Electrophysiology

Whole-cell patch clamp recording was performed between 1 and 3 d after plating HEK cells for coculture. We recorded from both neurons and double-fluorescent HEK cells in the same cultures. An Axopatch 200B (Molecular Devices) amplifier controlled by pClamp 10 (Molecular Devices) was used to acquire one to four 1-min gap-free recordings. Coverslips with cocultured cells were transferred to 35-mm dishes containing extracellular solution consisting of (in mM) 140 NaCl, 5 KCl, 5 CaCl₂, 1 MgCl₂, 10 HEPES, and 10 glucose (pH 7.4 at room temperature). Note that 5 mM of calcium increases mEPSC frequency and facilitates their study (Scanziani et al., 1992; Bekkers and Stevens, 1995; Chiang et al., 2018). NMDA receptors, γ-aminobutyric acid receptors, and action potentials were blocked with 50 µM amino phosphonovaleric acid, 10 µM SR95531, and 0.5 µM tetrodotoxin, respectively.
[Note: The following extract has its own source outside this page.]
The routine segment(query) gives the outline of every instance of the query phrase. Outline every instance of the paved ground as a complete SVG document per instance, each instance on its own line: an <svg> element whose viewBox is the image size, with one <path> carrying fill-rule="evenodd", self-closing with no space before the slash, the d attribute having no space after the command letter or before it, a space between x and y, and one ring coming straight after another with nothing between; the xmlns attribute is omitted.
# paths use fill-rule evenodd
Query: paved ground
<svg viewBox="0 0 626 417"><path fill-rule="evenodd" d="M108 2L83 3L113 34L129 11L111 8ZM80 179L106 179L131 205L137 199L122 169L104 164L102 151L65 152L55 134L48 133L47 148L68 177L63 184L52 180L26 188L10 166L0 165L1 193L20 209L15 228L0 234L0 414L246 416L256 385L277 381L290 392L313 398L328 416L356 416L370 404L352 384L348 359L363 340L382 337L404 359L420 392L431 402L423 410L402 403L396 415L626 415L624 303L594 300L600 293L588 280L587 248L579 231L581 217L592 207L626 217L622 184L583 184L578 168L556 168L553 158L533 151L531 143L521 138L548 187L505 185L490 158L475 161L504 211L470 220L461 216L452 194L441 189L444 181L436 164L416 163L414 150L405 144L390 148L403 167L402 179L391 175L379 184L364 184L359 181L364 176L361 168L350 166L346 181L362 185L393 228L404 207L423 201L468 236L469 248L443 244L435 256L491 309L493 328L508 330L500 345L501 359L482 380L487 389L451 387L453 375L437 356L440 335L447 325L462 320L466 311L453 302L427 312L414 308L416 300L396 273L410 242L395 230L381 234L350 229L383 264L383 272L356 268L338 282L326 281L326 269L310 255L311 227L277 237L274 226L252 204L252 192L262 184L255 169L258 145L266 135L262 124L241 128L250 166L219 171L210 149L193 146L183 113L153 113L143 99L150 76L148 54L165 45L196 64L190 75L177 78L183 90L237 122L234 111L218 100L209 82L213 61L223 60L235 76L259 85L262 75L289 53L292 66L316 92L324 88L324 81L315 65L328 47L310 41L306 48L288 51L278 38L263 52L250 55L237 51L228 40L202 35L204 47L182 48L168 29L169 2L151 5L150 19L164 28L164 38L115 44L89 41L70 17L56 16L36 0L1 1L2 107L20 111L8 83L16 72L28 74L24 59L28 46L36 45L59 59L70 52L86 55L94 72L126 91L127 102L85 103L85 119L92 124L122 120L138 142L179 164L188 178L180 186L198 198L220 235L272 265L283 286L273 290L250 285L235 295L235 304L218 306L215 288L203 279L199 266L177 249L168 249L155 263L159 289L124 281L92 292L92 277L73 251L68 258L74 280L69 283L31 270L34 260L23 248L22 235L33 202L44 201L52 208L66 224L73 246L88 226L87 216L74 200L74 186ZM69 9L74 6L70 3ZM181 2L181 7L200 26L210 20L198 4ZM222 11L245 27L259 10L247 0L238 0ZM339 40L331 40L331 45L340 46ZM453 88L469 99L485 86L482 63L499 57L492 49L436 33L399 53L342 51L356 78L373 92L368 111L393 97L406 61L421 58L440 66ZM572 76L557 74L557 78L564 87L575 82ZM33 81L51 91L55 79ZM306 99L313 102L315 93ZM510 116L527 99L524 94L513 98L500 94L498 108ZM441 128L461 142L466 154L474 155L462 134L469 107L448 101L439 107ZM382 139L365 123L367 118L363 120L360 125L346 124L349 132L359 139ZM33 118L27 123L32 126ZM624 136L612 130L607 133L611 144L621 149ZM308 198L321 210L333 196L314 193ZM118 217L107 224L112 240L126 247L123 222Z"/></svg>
Aniracetam was added to the extracellular solution for the indicated experiments. Patch pipettes (3–7 MΩ when filled) were pulled with Narishige PC-10 puller. After coating with Sylgard, the pipettes were filled with intracellular solution consisting of (in mM) 120 Cs-gluconate, 8 CsCl, 2 NaCl, 10 EGTA, 5 phosphocreatine, 5 HEPES, 2 Mg-ATP, and 0.3 Na-GTP. Membrane potential was held at −65 mV throughout recordings. Series resistance was compensated >75%, and cells with series resistance >20 MΩ before compensation were discarded.